An article talking about the problems encountered when teaching English when Roman script is not known.

We have been working in the Prai tribe in Thailand for 27 years and English is now becoming an important part of Thailand. The group we teach barely know how to read and write Thai but the school we are at wants us to teach reading and writing. Can you maybe give us some suggestion for how to teach English when Roman script is not known.

Larry and Sandy Miller

Dear Larry and Sandy,

Your question opens up a number of contentious questions related to the desirability / practicability of teaching English. Unfortunately, you do not say whether your learners are young children or adults, and that clearly makes a difference. What I'll do here is deal with both cases. Then I'll offer a few suggestions about where you might get some practical information.

Case 1. The learners are children.

Popular opinion has it that children learn a foreign language better than teenagers or adults. This belief is largely based on the fact that children effortlessly acquire their first language by age 5. It fails to take account of the fact that children learning a foreign language are in a very different situation from those learning their mother tongue. In fact, there is no reliable research to show that young children are better at it at all. In fact, all the evidence points to the fact that adults and teenagers are vastly better learners. If you want to check this out, take a look at Chapter 3 of 'How Languages are Learned' by Patsy Lightbown and Nina Spada (OUP 1993.) This sets out pretty clearly the research evidence available. If you can't get hold of that book, which is by the way an excellent companion for anyone teaching English, then try an article by Carol Read in English Teaching Professional magazine, entitled 'Is Younger Better?'.

Even if you can set up favourable conditions for kids to learn English, there is a further problem, to do with literacy training. Learning the language system is one stage, but learning to read and write that language is a second, and very problematic, stage. Even kids who speak their first language will find the process of becoming literate in it a very slow and painful one. And many do not get very far in the process. (There is a lot more concealed illiteracy around than is commonly acknowledged.) When we consider literacy learning in a foreign language, the problems are compounded ~ especially when the kids' own language has a non-Roman script (or no script at all.) Many people take the view that trying to become literate in a foreign language before becoming thoroughly literate in your own language is educationally inefficient, and potentially damaging to the learner's self-esteem and cultural sense of belonging.
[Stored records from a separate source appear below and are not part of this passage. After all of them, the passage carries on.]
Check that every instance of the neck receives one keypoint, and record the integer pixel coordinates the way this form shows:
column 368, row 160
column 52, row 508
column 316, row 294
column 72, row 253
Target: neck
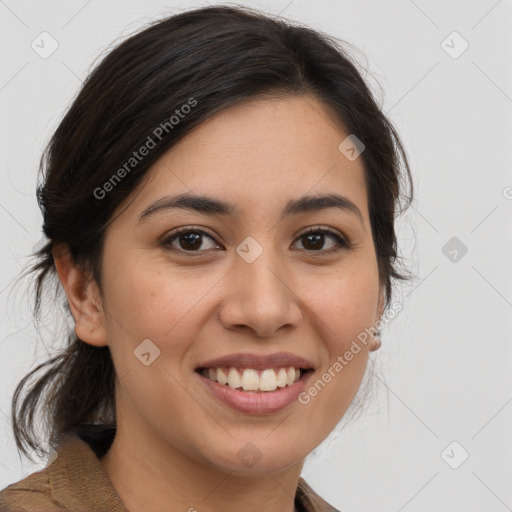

Case 2. The learners or adults or adolescents.

In this case, there may well be advantages in acquiring the foreign language itself. But the situation you describe sounds more complex than many others. For Thai nationals, for example, they have only their mother tongue to contend with, alongside English. In the case of your Prai learners, they are already struggling with Thai, which is functionally much more important to them than English, but are also struggling to become literate both in their own language (albeit using Thai script) and in Thai. On the surface at least, it looks as if expecting them to make much progress in English might be imposing an excessive burden.

I realize, of course, that there is a good deal of pressure to teach English, and that it may be difficult to resist this. It may not be a bad idea however, to consider just what the purpose is in learning English ( not just a vague feeling that it is a 'good thing'), and to ask whether the benefits of learning it outweigh the potential disadvantages. How many people actually need English, and what are the potential effects on their lives if they succeed in doing so?

Where can you find out more?

There is a series of very practical books on teaching with low resources called The Oxford Basics by Jill and Charles Hadfield. OUP 2000 onward). These books are not expensive, and are based on some very tough teaching experience in places as varied as Tibet and Madagascar. The titles on 'Simple Reading Activities' and 'Simple Writing Activities' would certainly be worth looking at.

In addition there is a book called 'Writing with Children' by Jackie and Vanessa Reilly which will shortly be published in the Oxford Teachers' Resource Book series. This begins with pre-writing activities and goes right through to the writing of complete texts.

You may also find it worth taking a look at 'Teaching Languages to Young Learners' by Lynne Cameron (CUP), and 'English for Primary Teachers' by Mary Slattery and Jane Willis (OUP). But the literature on teaching English to young learners is vast, as you will see if you key in 'English as a foreign language young learners' to . Whatever advice books give you, it will always be preferable to trust your own experience and intuition. You know your students better than anyone else can ever do. With respect for the difficulties you face, and good wishes for overcoming them.